Downloaded from the South George & South Sandwich Islands web-site.

Thanks to the designer of the stamp Michael Hattersley after Mr. Peter Crichton contacted him the fishing trawler is given by him as the ARGOS VIGO, the reefer vessel loading from this trawler, he was unable to identify.

By searching around on the net I think I found some more info on the reefer depict.

The reefer depict on the stamp of £1.05 carried the funnel logo and colors of the Alpha Reefer Poole from Germany and did belong most probably to the Laskaridas Group from Greece.
11 Reefers of this type of 269,090 cubic feet, have been built on the Russian yard Kommunars Shipyard, Nikolayev most for Laskaridas account, but also for account of a Ukraine shipping company.
Three of these vessels of the Alpha reefers are fitted out with heavy roller mooring systems, used for transshipment on the high seas and anchorages in bays and roads near ports.

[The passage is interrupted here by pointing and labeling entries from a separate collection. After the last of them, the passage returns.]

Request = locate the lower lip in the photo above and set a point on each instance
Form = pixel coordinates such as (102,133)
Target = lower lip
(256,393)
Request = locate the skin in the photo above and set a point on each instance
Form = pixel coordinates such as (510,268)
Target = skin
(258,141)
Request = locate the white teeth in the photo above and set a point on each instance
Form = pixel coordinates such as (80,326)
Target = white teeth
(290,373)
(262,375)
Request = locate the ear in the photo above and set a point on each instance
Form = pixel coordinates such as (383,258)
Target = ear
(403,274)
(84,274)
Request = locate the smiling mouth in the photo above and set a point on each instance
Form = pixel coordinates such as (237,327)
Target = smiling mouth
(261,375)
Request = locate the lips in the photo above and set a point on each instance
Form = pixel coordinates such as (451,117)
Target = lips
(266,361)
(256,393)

The ships are the FRIO ANTARCTIC, FRIO LAS PALMAS and DESIGNER KNYSH. The vessel depict on this stamp has this system, you can see this on the stamp on the bow of the ship.

The details of this class are:
Tonnage 6,964 grt, 2,804 net, 6,947 dwt, dim. 133.95 x 18.00 x 10.70m., length bpp. 122.92m.
Powered by a B&W 5,100 kW diesel engine, speed 15 knots, one propeller.
Reefer capacity 269,090 cubic feet, can also carry 41 TUE containers.
The 269,090 class reefers were completed between 1996 – 2004, and are all in service.

The ARGOS VIGO was built as a stern trawler under yard No 1502 by Hijos de J. Barreras, Vigo, Spain for Maritime del Berbes S.A., Vigo.
Launched as the TELLEIRO.
Tonnage 2,074 grt, 672 net, 2.089 dwt., dim. 77.53 x 13.01 x 8.11m.
Powered by a Deutz oil 4SA engine, 3.000 bhp., single shaft, speed?
July 1988 completed.

1995 Sold to J. Pereira & Sons, Vigo and renamed in PUENTE PEREIRAS TRES.
2000 Sold or transferred to Argos Ltd., Falkland Islands (a subsidiary of Armadora Pereira S.A., Vigo) renamed in ARGIS VIGO.

2017 In use as a fishing vessel under the same name and owner. IMO No. 8604694.

Falkland Islands 2007 £1.05 sg?, scott? and 2017 £1.01 sg?, scott? (the launch is the FRANK WILD, viewtopic.php?f=2&t=16018&p=18747#p18747

By this stamp is given by Falkland Post:
The fishing vessel ARGOS VIGO represents ‘Industry’ on the £1.01 stamp. She is owned and operated by Argos Group Limited and has installed a pioneering bird scaring system to its stern known as a fixed aerial array (FAA). The FAA is to discourage seabirds from seeking food during the fishing operation when they can become entangled in the nets and lines. This system is beginning to be adopted by other vessels in the fleet in preference over the ‘tori line system’ developed originally in the longline fishery. Industry and Fishery managers work together to ensure that the fishery operates to the highest environmental standards whilst protecting crew safety.